また、グローバル展開型での補助事業は下記のいずれか一つの類型の各条件を満たすことが必要です。

・1類型:海外直接投資
…国内事業と海外事業の双方を一体的に強化し、グローバルな製品、サービスの開発、提供体制を構築することで、国内拠点の生産性を高めるための事業であること。
・2類型:海外市場開拓
…国内に補助事業実施場所を有し、製品等の販売先の1/2以上が海外顧客となり、計画期間中の補助事業の売上累計額が補助額を上回る事業計画を有していること。
・3類型:インバウンド市場開拓
…国内に補助事業実施場所を有し、サービス等の販売先の1/2以上が訪日外国人となり、計画期間中の補助事業の売上累計額が補助額を上回る事業計画を有していること。
・4類型:海外事業者との共同事業
…国内に補助事業実施場所を有し、外国法人と行う共同研究、共同事業開発に伴う設備投資等であり、その成果物の権利が補助事業者に帰属すること。

②事業計画の策定と実行をすること


上記の一般型と同様です。

③応募申請時点で補助事業の実施場所を有していること


上記の一般型と同様です。

4.ビジネスモデル構築型の申請要件

ビジネスモデル構築型にて、ものづくり補助金を申請する場合には、下記の要件を満たす必要があります。

①補助事業実施を行うこと


ものづくり補助金の交付決定日から10ヶ月以内に、中小企業30社以上に対して、一般型やグローバル展開型で必要となる要件を満たす3年~5年の事業計画の策定支援プログラムを開発、提供する必要があります。 またそのプログラムは、支援先の中小企業の80%以上が事業計画を実行できるプログラム内容である必要があります。

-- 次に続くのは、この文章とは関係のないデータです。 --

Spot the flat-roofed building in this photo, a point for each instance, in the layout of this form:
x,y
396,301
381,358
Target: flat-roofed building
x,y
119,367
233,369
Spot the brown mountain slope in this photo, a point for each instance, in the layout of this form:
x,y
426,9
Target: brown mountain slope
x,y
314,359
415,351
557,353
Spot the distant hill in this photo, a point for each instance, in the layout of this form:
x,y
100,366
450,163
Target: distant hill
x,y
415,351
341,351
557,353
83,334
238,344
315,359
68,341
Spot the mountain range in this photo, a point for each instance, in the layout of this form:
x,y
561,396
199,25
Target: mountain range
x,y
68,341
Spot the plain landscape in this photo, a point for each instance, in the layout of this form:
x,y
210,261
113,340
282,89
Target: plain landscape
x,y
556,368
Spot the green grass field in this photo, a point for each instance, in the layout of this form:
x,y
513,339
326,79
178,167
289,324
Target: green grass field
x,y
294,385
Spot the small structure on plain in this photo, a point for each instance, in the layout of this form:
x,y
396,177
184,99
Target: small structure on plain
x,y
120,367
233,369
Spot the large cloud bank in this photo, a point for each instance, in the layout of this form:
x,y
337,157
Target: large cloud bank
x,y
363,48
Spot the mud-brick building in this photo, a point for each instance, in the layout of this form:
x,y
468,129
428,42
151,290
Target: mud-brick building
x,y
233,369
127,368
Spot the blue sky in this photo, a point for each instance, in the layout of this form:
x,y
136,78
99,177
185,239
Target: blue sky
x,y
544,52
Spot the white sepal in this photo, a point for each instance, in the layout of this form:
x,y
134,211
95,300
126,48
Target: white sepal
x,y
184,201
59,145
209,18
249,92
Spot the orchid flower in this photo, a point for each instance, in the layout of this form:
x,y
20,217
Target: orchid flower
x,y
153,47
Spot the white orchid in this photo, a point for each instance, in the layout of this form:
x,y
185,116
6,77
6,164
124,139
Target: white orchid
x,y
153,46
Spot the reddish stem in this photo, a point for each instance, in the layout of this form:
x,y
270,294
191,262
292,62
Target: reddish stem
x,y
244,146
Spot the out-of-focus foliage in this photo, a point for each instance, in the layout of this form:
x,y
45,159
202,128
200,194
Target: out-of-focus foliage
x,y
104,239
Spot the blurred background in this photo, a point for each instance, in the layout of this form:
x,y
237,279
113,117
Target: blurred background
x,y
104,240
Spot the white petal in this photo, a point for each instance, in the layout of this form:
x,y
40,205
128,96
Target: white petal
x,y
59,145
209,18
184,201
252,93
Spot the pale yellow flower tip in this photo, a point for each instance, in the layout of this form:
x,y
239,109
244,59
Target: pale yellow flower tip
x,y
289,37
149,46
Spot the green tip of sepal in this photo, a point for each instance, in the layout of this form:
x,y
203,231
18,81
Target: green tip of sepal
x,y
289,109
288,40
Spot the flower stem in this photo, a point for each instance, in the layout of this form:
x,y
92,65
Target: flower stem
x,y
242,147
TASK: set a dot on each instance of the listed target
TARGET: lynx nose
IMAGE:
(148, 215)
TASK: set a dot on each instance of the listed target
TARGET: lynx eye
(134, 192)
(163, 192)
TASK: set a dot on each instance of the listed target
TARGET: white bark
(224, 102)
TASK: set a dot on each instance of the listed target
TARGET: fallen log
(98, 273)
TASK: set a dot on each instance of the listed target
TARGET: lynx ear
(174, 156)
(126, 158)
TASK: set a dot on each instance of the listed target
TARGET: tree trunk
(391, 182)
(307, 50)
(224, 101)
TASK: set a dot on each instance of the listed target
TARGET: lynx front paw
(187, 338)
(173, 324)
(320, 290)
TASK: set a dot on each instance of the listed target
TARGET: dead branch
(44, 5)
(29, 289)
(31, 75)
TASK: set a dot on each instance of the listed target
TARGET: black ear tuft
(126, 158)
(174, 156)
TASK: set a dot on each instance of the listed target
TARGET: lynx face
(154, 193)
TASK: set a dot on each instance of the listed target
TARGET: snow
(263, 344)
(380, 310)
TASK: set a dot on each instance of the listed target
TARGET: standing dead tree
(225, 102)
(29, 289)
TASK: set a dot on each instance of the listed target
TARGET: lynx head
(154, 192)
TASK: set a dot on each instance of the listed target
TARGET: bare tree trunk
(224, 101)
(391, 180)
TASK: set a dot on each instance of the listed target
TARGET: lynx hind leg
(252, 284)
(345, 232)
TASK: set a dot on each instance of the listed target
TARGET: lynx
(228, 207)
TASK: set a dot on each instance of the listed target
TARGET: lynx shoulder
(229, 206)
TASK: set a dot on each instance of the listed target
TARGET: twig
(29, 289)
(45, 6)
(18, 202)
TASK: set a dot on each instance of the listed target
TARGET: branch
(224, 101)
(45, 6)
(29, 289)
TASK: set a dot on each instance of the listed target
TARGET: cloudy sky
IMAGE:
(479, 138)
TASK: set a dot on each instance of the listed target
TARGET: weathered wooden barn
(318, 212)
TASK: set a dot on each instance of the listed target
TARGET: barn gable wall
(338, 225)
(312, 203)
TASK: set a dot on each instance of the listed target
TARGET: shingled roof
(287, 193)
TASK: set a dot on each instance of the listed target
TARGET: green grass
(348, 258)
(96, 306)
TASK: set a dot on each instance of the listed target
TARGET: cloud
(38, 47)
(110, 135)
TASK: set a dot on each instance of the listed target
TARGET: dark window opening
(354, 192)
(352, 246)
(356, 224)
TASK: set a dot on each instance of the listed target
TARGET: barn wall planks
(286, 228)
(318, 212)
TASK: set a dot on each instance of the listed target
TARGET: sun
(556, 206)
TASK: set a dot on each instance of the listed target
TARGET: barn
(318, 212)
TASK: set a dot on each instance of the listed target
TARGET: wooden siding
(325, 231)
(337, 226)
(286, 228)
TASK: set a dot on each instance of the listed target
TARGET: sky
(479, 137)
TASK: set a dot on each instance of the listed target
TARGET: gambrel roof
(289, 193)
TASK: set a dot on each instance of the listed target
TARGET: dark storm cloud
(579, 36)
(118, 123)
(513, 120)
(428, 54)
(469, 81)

②事業計画書及びプレゼンテーション動画を提出することが出来ること


一般型やグローバル展開型で申請を行う中小企業を支援する側となる、ビジネスモデル構築型で申請を行う中小企業は、ものづくり補助金の申請のために、プレゼンテーション動画を提出する等、取り扱いが一般型、グローバル展開型とは異なります。

5.まとめ

上記のように、ものづくり補助金の申請には、それぞれの申請枠の要件を満たす必要があります。直近の、ものづくり補助金の申請期間は令和3年6月3日(木)の17時から令和3年8月17日(火)の17時までとなっています。

この期間内に申請を行えるよう、あらかじめ事業計画等、充分に検討を行っておくと良いでしょう。ご不明な点がございましたら、身近な専門家に相談されることをお勧め致します。